# **Problem M17.1: Reliability (Spring 2015 Quiz 4, Part A)**

Ben Bitdiddle has a two-core processor with the following characteristics:

- Each core has a single-set, two-way set-associative private cache.
- Caches use the LRU replacement policy.
- Caches use a snoopy, bus-based MSI coherence protocol.
- Each cache line has the following fields: tag, data, and coherence state.
- The coherence state field is two bits (M state = 11, S state = 10, I state = 0X). The highorder bit represents whether the line is valid, and the low-order bit represents whether the line is dirty.
- Both cache lines share a single LRU bit. If the LRU bit is 1, block 1 will be replaced first.

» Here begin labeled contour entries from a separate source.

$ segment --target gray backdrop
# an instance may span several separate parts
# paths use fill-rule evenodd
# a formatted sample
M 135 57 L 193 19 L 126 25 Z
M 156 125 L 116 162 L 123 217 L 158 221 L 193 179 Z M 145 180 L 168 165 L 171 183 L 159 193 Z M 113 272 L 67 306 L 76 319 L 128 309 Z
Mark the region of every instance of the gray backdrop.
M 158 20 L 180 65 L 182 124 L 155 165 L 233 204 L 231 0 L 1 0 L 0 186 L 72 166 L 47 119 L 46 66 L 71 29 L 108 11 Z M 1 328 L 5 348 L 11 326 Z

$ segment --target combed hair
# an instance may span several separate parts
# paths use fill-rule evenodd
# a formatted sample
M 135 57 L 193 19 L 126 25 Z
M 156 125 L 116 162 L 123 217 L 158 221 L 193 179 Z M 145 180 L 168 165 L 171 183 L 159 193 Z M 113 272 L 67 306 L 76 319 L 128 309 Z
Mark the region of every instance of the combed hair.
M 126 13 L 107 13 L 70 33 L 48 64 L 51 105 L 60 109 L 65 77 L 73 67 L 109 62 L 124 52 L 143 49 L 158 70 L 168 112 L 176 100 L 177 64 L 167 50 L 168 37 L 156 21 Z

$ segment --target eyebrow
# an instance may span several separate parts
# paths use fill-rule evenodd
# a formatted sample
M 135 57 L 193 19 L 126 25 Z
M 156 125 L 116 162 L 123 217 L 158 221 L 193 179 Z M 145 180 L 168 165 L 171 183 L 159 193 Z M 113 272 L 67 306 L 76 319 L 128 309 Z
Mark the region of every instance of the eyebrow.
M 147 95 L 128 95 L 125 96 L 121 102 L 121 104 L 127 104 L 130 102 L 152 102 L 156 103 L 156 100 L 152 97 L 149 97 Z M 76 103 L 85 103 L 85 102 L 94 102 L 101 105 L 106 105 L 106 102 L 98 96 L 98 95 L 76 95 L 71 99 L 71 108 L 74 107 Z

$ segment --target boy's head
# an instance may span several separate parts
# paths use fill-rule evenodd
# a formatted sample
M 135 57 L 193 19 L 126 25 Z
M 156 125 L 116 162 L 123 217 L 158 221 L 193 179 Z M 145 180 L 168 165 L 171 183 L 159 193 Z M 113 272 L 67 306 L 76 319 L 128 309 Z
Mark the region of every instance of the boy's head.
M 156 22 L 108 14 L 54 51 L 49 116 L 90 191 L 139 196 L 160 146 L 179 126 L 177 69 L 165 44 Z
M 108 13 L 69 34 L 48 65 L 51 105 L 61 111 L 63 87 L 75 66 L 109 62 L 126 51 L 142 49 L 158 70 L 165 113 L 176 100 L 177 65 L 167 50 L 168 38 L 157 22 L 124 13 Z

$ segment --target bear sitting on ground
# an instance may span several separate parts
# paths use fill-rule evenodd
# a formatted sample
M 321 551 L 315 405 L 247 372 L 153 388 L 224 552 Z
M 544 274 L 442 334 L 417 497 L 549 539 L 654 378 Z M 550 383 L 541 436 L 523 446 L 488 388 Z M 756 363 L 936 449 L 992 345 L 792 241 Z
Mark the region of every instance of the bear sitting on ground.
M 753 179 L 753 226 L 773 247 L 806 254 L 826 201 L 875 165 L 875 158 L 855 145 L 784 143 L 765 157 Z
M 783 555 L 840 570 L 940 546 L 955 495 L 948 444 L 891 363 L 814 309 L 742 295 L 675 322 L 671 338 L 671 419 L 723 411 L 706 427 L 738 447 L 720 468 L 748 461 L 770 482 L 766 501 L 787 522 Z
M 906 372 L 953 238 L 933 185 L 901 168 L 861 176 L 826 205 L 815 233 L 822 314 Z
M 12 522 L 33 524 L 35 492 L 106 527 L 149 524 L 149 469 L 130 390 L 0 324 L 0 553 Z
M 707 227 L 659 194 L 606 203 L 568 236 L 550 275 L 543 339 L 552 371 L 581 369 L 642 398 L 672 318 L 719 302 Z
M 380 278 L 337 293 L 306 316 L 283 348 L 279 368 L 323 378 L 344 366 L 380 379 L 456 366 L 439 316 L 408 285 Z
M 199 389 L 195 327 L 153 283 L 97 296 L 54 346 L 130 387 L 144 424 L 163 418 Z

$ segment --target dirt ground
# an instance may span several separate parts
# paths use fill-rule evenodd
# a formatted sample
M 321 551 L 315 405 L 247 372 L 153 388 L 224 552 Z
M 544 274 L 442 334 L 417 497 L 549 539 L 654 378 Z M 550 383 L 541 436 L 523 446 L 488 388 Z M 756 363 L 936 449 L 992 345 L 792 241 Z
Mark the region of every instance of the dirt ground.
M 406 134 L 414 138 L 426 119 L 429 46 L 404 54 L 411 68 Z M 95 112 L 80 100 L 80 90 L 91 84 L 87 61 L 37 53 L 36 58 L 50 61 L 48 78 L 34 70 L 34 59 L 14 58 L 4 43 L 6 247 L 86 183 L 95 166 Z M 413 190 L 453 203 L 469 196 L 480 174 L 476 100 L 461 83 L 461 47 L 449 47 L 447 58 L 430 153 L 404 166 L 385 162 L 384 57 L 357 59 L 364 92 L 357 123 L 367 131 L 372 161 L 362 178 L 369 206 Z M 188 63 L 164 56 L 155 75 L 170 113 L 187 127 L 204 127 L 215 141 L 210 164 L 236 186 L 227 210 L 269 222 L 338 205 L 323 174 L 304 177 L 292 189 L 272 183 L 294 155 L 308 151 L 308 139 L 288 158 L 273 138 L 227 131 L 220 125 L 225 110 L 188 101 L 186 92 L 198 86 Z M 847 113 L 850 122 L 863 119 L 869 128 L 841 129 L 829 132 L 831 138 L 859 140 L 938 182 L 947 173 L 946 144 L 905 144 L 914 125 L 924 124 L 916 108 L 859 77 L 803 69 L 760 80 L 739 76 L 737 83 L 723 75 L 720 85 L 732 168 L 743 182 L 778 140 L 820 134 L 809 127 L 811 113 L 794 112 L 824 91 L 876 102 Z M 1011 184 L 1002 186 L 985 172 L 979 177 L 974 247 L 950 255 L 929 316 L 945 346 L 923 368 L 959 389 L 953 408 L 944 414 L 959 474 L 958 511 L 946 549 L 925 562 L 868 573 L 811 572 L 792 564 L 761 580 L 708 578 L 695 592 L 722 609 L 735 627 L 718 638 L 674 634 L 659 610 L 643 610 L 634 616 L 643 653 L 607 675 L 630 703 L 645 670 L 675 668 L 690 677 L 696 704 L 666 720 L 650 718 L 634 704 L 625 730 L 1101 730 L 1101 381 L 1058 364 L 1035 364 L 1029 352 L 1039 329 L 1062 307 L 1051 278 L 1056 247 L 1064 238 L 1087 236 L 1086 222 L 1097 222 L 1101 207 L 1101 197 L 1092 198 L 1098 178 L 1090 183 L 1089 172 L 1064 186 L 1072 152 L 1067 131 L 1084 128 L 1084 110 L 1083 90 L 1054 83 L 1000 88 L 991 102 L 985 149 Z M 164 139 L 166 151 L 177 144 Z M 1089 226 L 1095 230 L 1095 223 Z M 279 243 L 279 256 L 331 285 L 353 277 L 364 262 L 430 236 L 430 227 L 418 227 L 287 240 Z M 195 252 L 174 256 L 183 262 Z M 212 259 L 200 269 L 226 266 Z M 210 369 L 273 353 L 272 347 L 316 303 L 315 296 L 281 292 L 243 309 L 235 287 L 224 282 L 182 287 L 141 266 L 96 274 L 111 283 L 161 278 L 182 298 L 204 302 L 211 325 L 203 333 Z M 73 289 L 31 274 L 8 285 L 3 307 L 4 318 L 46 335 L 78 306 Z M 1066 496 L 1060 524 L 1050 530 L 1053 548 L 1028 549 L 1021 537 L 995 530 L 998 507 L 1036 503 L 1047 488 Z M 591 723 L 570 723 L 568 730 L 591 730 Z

Otherwise, block 2 will be replaced.
- All instructions complete in a single cycle, including cache misses and bus transfers.

The structure of the private caches in the processor is shown below.

### Core P1

|         | Cach           | e block 1 |          | Cache block 2   |          |          |  |  |
|---------|----------------|-----------|----------|-----------------|----------|----------|--|--|
| LRU bit | Coherence      | Tag       | Data     | Coherence state | Tag      | Data     |  |  |
| LKU bit | state (2 bits) | (3 bits)  | (8 bits) | (2 bits)        | (3 bits) | (8 bits) |  |  |

#### Core P2

|         | Cach           | e block 1 |          | Cache block 2   |          |          |  |  |
|---------|----------------|-----------|----------|-----------------|----------|----------|--|--|
| LRU bit | Coherence      | Tag       | Data     | Coherence state | Tag      | Data     |  |  |
| LKU bit | state (2 bits) | (3 bits)  | (8 bits) | (2 bits)        | (3 bits) | (8 bits) |  |  |

Suppose the private caches start with all their bits set to 0. Ben's target program for this multicore processor is the following code sequence:

| Time :  | Operation :    | ACE Instruction? : |
|---------|----------------|--------------------|
| Cycle 0 | P1: read 0x0A  | Yes                |
| Cycle 1 | P2: read 0x0A  | No                 |
| Cycle 2 | P2: write 0x0A | Yes                |
| Cycle 3 | P1: read 0x0A  | Yes                |
| Cycle 4 | P1: read 0x0B  | Yes                |
| Cycle 5 | P1: read 0x0B  | No                 |
| Cycle 6 | P1: read 0x0A  | Yes                |
| Cycle 7 | P1: read 0x0C  | No                 |
| Cycle 8 | P1: halt       | No                 |
| Cycle 9 | P2: halt       | No                 |

### Problem M17.1.A

Suppose the first load in core P1 brings A to cache block 1. During which cycles are the following bits ACE? Use Y to indicate the bit is ACE, or N to indicate it is un-ACE.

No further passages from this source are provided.